Honeypot v2: design notes · Peter Bassill

I have been running my small honeypot for nearly a year. It has been useful — about 4,000 logged interactions, a few interesting captures — but it is a low-interaction honeypot. It emulates services well enough to be probed, not well enough to be compromised. The data it generates is breadth, not depth.

After a year of the Honeynet conversation and a lot of reading, I am rebuilding. The new design is high-interaction: a real machine, with real services, that I am willing to let attackers actually compromise. The hard problems are containment, observation, and not breaking the law accidentally.

This post is the design notes. The actual build is the next two months of evenings.
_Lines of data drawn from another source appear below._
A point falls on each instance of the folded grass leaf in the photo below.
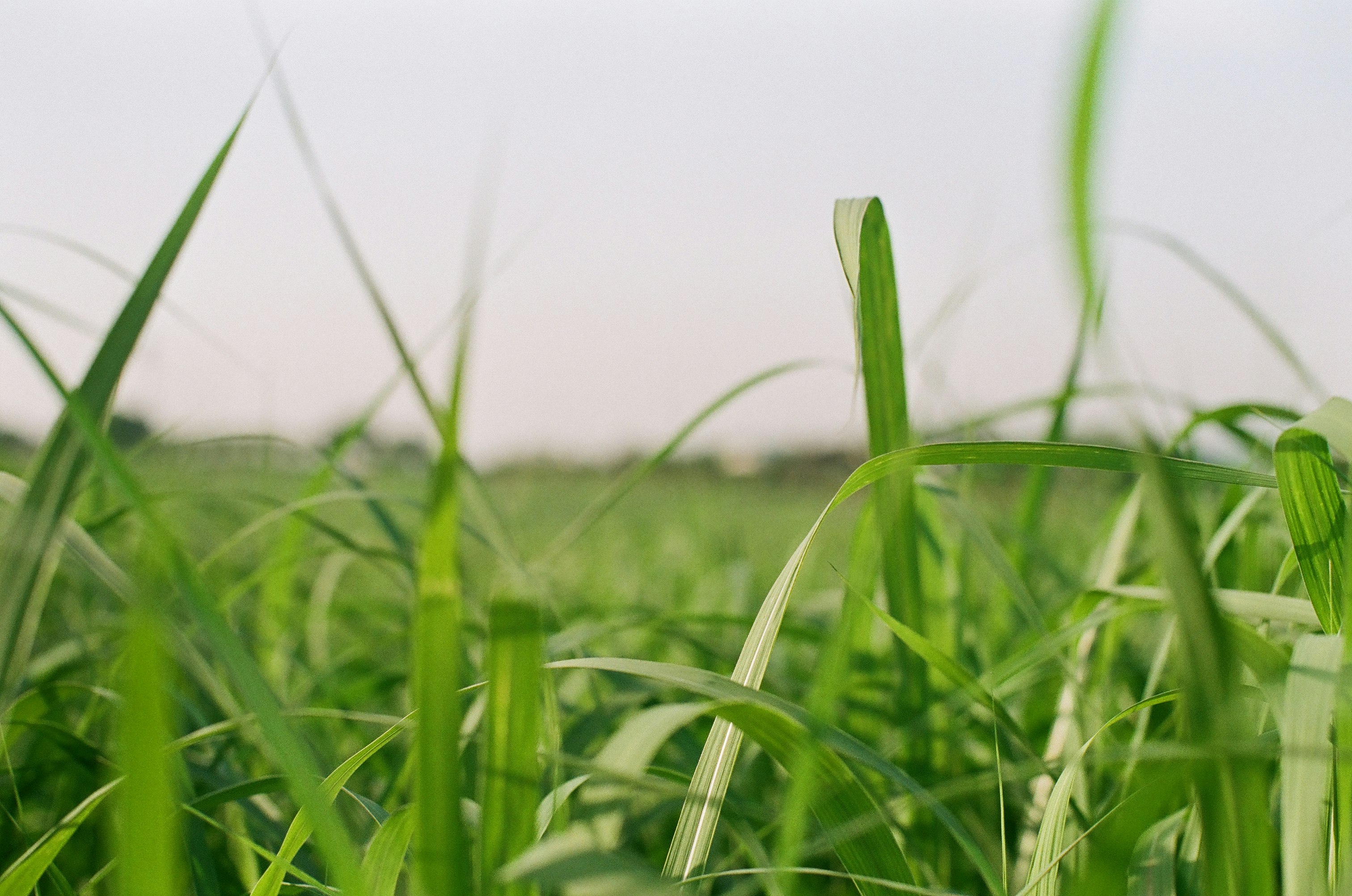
(1316, 514)
(511, 740)
(866, 250)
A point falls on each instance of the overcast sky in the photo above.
(666, 175)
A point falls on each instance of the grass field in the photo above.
(972, 667)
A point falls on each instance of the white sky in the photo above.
(668, 172)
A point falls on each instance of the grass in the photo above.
(978, 667)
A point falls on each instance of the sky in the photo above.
(659, 181)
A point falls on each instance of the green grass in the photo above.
(244, 667)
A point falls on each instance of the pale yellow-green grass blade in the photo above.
(1316, 514)
(829, 681)
(729, 692)
(510, 763)
(386, 856)
(32, 537)
(26, 871)
(1255, 606)
(866, 252)
(302, 826)
(851, 820)
(626, 756)
(964, 680)
(709, 786)
(1308, 763)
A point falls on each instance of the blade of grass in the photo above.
(61, 464)
(1308, 763)
(728, 692)
(829, 683)
(26, 871)
(1232, 790)
(510, 761)
(149, 829)
(1048, 852)
(386, 854)
(1153, 870)
(302, 826)
(699, 817)
(866, 250)
(1316, 514)
(441, 856)
(278, 737)
(1079, 175)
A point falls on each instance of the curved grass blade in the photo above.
(729, 692)
(866, 250)
(302, 828)
(1048, 852)
(1079, 176)
(278, 737)
(1308, 763)
(386, 854)
(1232, 790)
(1316, 514)
(699, 817)
(829, 683)
(59, 469)
(26, 871)
(1255, 606)
(964, 680)
(1153, 870)
(511, 740)
(858, 830)
(628, 754)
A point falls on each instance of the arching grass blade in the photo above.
(1316, 514)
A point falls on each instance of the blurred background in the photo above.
(652, 185)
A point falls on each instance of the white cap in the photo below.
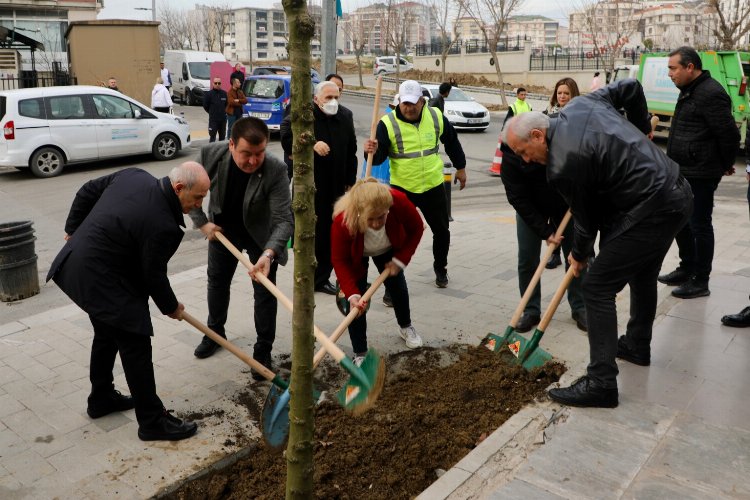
(410, 91)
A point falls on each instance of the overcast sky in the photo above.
(126, 9)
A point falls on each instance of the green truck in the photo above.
(730, 68)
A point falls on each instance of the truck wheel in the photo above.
(47, 162)
(165, 147)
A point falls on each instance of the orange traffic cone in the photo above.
(497, 161)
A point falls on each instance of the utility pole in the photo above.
(328, 37)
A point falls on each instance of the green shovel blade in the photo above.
(365, 383)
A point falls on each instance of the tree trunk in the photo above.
(499, 72)
(299, 454)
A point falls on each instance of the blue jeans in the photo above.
(695, 240)
(221, 267)
(396, 287)
(529, 244)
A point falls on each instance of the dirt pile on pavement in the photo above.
(437, 405)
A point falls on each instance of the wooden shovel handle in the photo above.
(337, 353)
(552, 307)
(374, 125)
(336, 335)
(538, 273)
(267, 374)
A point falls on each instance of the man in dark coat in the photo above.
(215, 104)
(121, 232)
(250, 204)
(335, 170)
(619, 184)
(704, 141)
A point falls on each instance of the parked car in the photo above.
(383, 65)
(462, 111)
(267, 97)
(46, 128)
(284, 70)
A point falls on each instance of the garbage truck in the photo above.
(730, 68)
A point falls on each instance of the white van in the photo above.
(191, 73)
(45, 128)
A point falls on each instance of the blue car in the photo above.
(267, 97)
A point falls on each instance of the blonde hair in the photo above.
(366, 198)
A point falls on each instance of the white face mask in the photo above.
(331, 107)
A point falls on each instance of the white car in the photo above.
(462, 111)
(383, 65)
(46, 128)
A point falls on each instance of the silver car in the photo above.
(462, 111)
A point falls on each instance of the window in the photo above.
(33, 108)
(66, 107)
(109, 106)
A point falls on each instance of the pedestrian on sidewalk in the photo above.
(619, 184)
(704, 141)
(373, 220)
(215, 104)
(565, 90)
(539, 211)
(410, 138)
(250, 204)
(121, 231)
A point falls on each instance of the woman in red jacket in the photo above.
(373, 220)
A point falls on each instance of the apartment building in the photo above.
(43, 22)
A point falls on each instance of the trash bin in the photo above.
(19, 278)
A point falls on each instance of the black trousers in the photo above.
(434, 207)
(632, 258)
(396, 287)
(221, 267)
(695, 240)
(135, 354)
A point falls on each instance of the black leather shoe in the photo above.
(206, 348)
(692, 289)
(527, 322)
(441, 278)
(168, 428)
(553, 261)
(625, 352)
(265, 360)
(675, 278)
(585, 393)
(739, 320)
(114, 402)
(579, 317)
(326, 287)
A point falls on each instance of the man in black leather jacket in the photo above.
(620, 185)
(704, 140)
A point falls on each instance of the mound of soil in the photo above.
(436, 406)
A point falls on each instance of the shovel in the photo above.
(258, 367)
(527, 351)
(495, 342)
(366, 381)
(276, 409)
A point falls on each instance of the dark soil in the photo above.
(437, 405)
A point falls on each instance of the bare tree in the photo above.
(398, 19)
(733, 21)
(357, 31)
(609, 24)
(299, 452)
(441, 10)
(491, 17)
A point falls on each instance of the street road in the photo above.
(46, 201)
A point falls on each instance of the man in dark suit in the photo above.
(250, 204)
(121, 231)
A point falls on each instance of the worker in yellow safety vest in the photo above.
(410, 138)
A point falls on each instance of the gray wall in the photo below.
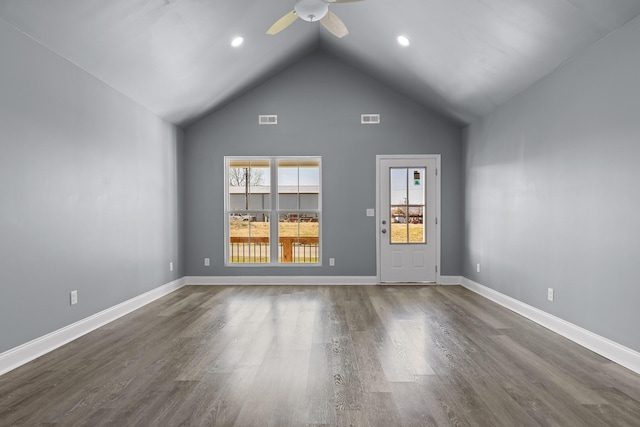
(319, 101)
(552, 191)
(89, 193)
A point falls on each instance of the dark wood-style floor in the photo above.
(294, 355)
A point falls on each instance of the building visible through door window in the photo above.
(273, 210)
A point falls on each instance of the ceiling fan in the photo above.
(311, 11)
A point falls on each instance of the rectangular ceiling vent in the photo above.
(370, 119)
(268, 119)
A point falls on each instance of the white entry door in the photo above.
(407, 218)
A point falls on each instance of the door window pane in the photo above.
(407, 205)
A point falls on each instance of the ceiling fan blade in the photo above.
(282, 23)
(334, 24)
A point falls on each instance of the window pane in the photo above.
(398, 184)
(416, 224)
(298, 184)
(299, 234)
(407, 205)
(249, 237)
(398, 224)
(249, 185)
(416, 186)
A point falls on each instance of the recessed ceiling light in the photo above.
(403, 41)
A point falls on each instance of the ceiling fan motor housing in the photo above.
(311, 10)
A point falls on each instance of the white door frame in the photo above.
(381, 157)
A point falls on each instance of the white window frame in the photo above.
(274, 212)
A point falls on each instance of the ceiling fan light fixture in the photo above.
(311, 10)
(403, 40)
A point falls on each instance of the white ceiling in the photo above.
(175, 58)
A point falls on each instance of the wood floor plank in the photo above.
(321, 356)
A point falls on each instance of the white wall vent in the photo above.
(268, 119)
(370, 119)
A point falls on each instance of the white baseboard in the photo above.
(18, 356)
(611, 350)
(281, 280)
(450, 280)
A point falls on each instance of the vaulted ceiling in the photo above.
(174, 56)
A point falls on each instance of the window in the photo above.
(273, 196)
(407, 205)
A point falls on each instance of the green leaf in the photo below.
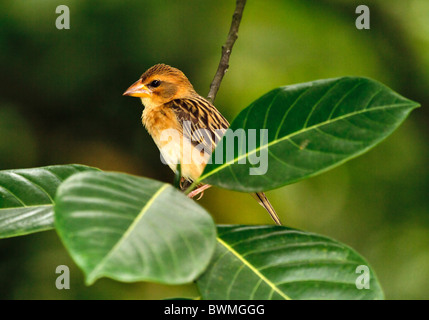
(26, 198)
(312, 127)
(273, 262)
(133, 229)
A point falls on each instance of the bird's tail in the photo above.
(263, 201)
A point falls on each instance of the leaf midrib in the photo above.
(289, 136)
(92, 276)
(252, 268)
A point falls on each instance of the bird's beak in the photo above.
(138, 89)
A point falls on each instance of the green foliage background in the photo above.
(61, 102)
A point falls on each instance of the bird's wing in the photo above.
(200, 121)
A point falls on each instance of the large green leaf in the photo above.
(312, 127)
(26, 198)
(132, 229)
(273, 262)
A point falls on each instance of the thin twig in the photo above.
(226, 50)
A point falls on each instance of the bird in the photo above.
(180, 121)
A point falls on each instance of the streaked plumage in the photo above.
(171, 102)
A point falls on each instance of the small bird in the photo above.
(172, 106)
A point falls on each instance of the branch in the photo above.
(226, 50)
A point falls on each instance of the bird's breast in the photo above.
(167, 132)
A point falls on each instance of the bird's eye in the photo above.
(155, 83)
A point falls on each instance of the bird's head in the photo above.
(161, 84)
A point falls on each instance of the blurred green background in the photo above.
(61, 102)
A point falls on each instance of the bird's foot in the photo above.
(198, 191)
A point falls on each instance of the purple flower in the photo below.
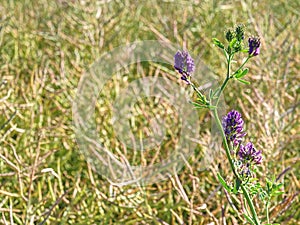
(249, 153)
(233, 127)
(254, 46)
(184, 64)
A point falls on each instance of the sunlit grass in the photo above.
(44, 49)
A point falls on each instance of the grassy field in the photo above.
(46, 46)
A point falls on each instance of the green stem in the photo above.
(241, 66)
(267, 211)
(245, 193)
(226, 80)
(227, 150)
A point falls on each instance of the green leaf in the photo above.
(249, 219)
(223, 182)
(233, 42)
(218, 43)
(216, 92)
(210, 94)
(242, 73)
(236, 186)
(243, 81)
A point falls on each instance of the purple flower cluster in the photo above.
(249, 153)
(233, 127)
(234, 132)
(254, 46)
(184, 64)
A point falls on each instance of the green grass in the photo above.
(45, 47)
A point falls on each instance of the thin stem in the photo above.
(250, 203)
(241, 66)
(226, 80)
(227, 150)
(267, 211)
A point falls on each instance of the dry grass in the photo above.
(45, 46)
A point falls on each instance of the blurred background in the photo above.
(45, 48)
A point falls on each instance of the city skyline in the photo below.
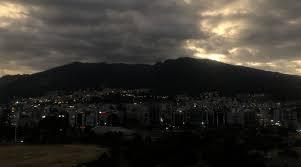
(38, 35)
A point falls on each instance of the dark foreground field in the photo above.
(48, 156)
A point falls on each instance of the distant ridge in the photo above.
(182, 75)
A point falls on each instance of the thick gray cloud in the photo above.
(40, 34)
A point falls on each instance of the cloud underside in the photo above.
(37, 35)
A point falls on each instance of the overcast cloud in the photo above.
(40, 34)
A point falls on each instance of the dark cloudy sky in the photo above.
(39, 34)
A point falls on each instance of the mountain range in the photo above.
(182, 75)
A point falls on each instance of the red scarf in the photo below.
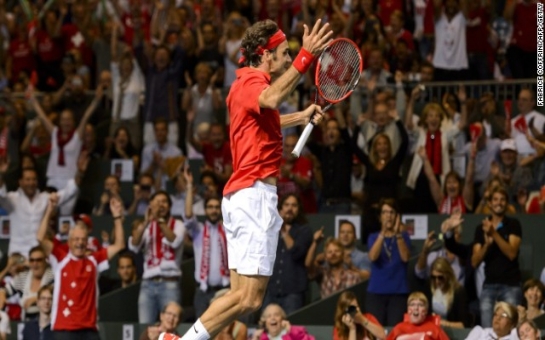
(448, 205)
(158, 249)
(61, 142)
(433, 150)
(205, 256)
(4, 142)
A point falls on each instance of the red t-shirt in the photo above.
(477, 36)
(74, 39)
(128, 25)
(22, 58)
(255, 135)
(524, 27)
(75, 296)
(217, 158)
(369, 317)
(303, 168)
(49, 49)
(386, 8)
(427, 330)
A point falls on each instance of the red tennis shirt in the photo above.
(255, 135)
(75, 297)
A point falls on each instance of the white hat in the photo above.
(508, 144)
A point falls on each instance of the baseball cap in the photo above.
(508, 144)
(85, 219)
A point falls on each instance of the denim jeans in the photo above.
(289, 303)
(154, 296)
(493, 293)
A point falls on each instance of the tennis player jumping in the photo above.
(249, 206)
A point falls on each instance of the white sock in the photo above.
(196, 332)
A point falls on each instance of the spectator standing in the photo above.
(522, 50)
(75, 313)
(382, 166)
(296, 176)
(419, 323)
(352, 324)
(168, 321)
(527, 117)
(288, 282)
(335, 156)
(389, 253)
(161, 237)
(450, 57)
(128, 87)
(66, 145)
(509, 170)
(154, 154)
(142, 193)
(209, 246)
(40, 328)
(26, 207)
(355, 259)
(28, 283)
(274, 324)
(332, 275)
(162, 83)
(504, 324)
(497, 242)
(216, 151)
(448, 297)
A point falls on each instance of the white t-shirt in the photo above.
(450, 43)
(523, 146)
(132, 95)
(57, 174)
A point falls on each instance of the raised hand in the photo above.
(318, 38)
(319, 235)
(4, 165)
(53, 200)
(116, 207)
(429, 242)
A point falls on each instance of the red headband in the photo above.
(275, 40)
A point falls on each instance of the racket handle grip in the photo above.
(302, 140)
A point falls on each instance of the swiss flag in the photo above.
(507, 105)
(475, 131)
(520, 124)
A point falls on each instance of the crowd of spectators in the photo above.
(88, 82)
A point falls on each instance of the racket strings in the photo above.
(339, 70)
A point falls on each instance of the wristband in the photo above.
(303, 61)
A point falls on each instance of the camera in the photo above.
(352, 310)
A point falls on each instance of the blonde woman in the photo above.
(435, 136)
(275, 326)
(352, 324)
(448, 297)
(528, 330)
(534, 294)
(504, 324)
(420, 324)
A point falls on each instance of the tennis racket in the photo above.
(338, 71)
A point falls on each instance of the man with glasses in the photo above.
(209, 247)
(527, 117)
(160, 238)
(168, 321)
(40, 328)
(39, 273)
(497, 243)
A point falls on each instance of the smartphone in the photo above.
(352, 310)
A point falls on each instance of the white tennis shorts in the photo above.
(252, 225)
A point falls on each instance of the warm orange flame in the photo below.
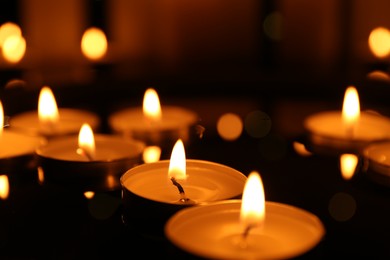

What the new honeypot is supposed to do

The goal is to capture post-compromise attacker behaviour. Not the scan-and-probe traffic that hits anything on the public internet, but the activity of an attacker who has actually got a shell and is doing something with it.

This kind of data is rare. It is also enormously valuable: it shows what real attackers do once inside. The defensive implications are large — if you know the typical post-compromise sequence, you know what indicators to look for in your own logs.

Low-interaction honeypots cannot generate this data. The attacker never gets in.

The architectural choices

The key decisions, with the trade-offs I have considered.

Real OS, real services, real shell. The honeypot host runs a real Linux installation with a real shell. An attacker who exploits it gets actual root, runs actual commands, sees actual file system contents. The realism is what produces the data.

This means the honeypot is, by design, susceptible to compromise. That is the whole point. The trade-off is that everything below the host operating system has to be the containment.

Network-level containment. The honeypot sits behind a hardened firewall — a separate machine running OpenBSD — that mediates all traffic to and from the honeypot.

The firewall's policy is restrictive in the outbound direction. The attacker, having compromised the honeypot, cannot use it as a launching pad for attacks against other targets. Specifically:

No outbound connections to arbitrary destinations. Only the small set needed for plausible operation (a DNS resolver, possibly NTP, a single decoy mail relay).
No raw sockets out (preventing flood-style attacks).
Strict per-source-IP rate limiting on outbound.
Logging at the firewall of every packet to and from the honeypot.

The honeypot can pretend it has internet access. Specific sites it might want to fetch from will be transparently redirected to a controlled fake server, or refused with a plausible error.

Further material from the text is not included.